"Elize Matsunaga, a mulher que esquartejou o marido", por Ullisses Campbell
Ullisses Campbell não cai na esparrela de glorificar a criminosa que biografa. O retrato que pinta da assassina é cheio de nuances, mas azedo. Somado ao domínio do texto, à vasta pesquisa, às muitas entrevistas com os personagens da vida de Elize e ao talento para a estrutura narrativa, Campbell mata a cobra e mostra o pau.
A propósito, não se engane quem pensa que, ao narrar a vida de uma prostituta e de diversas das suas colegas de profissão, o autor descambe para a pornografia ou revelações vulgares. O biógrafo é preciso na descrição, mas avesso à impudicícia.

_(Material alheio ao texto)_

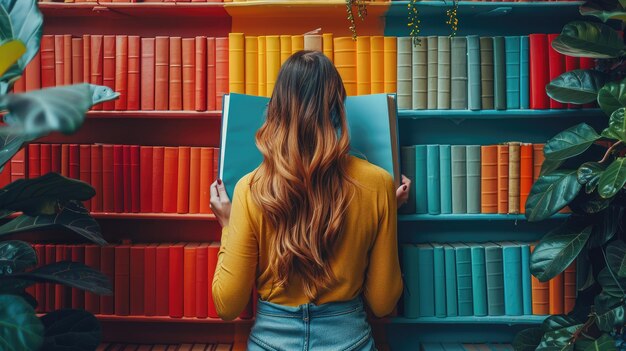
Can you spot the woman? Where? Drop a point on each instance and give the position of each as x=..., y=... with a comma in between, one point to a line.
x=314, y=227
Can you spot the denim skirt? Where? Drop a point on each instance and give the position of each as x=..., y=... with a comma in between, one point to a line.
x=334, y=326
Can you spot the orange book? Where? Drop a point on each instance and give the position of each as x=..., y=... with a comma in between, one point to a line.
x=345, y=61
x=489, y=179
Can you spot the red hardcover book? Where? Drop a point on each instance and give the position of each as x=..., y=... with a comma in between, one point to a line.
x=158, y=158
x=145, y=179
x=170, y=179
x=147, y=74
x=96, y=177
x=134, y=52
x=176, y=280
x=92, y=259
x=161, y=73
x=182, y=204
x=539, y=71
x=200, y=78
x=137, y=268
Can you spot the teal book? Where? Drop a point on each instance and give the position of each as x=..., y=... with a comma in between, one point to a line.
x=512, y=273
x=450, y=276
x=524, y=76
x=479, y=280
x=433, y=187
x=495, y=279
x=463, y=257
x=372, y=126
x=445, y=179
x=512, y=48
x=410, y=271
x=421, y=196
x=473, y=73
x=426, y=279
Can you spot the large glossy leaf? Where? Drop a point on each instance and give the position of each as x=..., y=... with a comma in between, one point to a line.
x=73, y=216
x=570, y=142
x=550, y=193
x=71, y=330
x=577, y=86
x=559, y=248
x=34, y=196
x=21, y=329
x=613, y=179
x=587, y=39
x=16, y=256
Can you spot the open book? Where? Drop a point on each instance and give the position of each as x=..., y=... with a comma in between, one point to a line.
x=372, y=124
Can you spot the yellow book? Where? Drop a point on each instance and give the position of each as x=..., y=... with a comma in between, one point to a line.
x=390, y=60
x=262, y=73
x=377, y=76
x=345, y=61
x=236, y=57
x=252, y=65
x=285, y=48
x=363, y=67
x=272, y=57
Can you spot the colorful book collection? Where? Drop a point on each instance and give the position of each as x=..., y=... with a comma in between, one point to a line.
x=457, y=179
x=127, y=178
x=166, y=279
x=487, y=279
x=162, y=73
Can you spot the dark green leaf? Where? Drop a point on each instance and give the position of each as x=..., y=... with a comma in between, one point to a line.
x=71, y=330
x=73, y=216
x=577, y=86
x=21, y=329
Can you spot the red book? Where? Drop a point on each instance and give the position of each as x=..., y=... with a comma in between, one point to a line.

Já a cobra é personagem frequente nas páginas do livro. A ex-prostituta e o marido japonês priápico (em termos de frequência, não de centimetragem) adotaram uma jibóia - Gigi -, que vivia com eles e era tratada como filha. Não a pão-de-ló, mas a ratazanas. Tinha um quarto, ambientado, só para ela.
O autor conta a infância, o pai ausente e violento, o padrasto que a estuprou, o início na prostituição com caminhoneiros, a formação como enfermeira, o retorno aos programas em Curitiba e a ida para São Paulo, onde investiu na carreira de prostituta de luxo.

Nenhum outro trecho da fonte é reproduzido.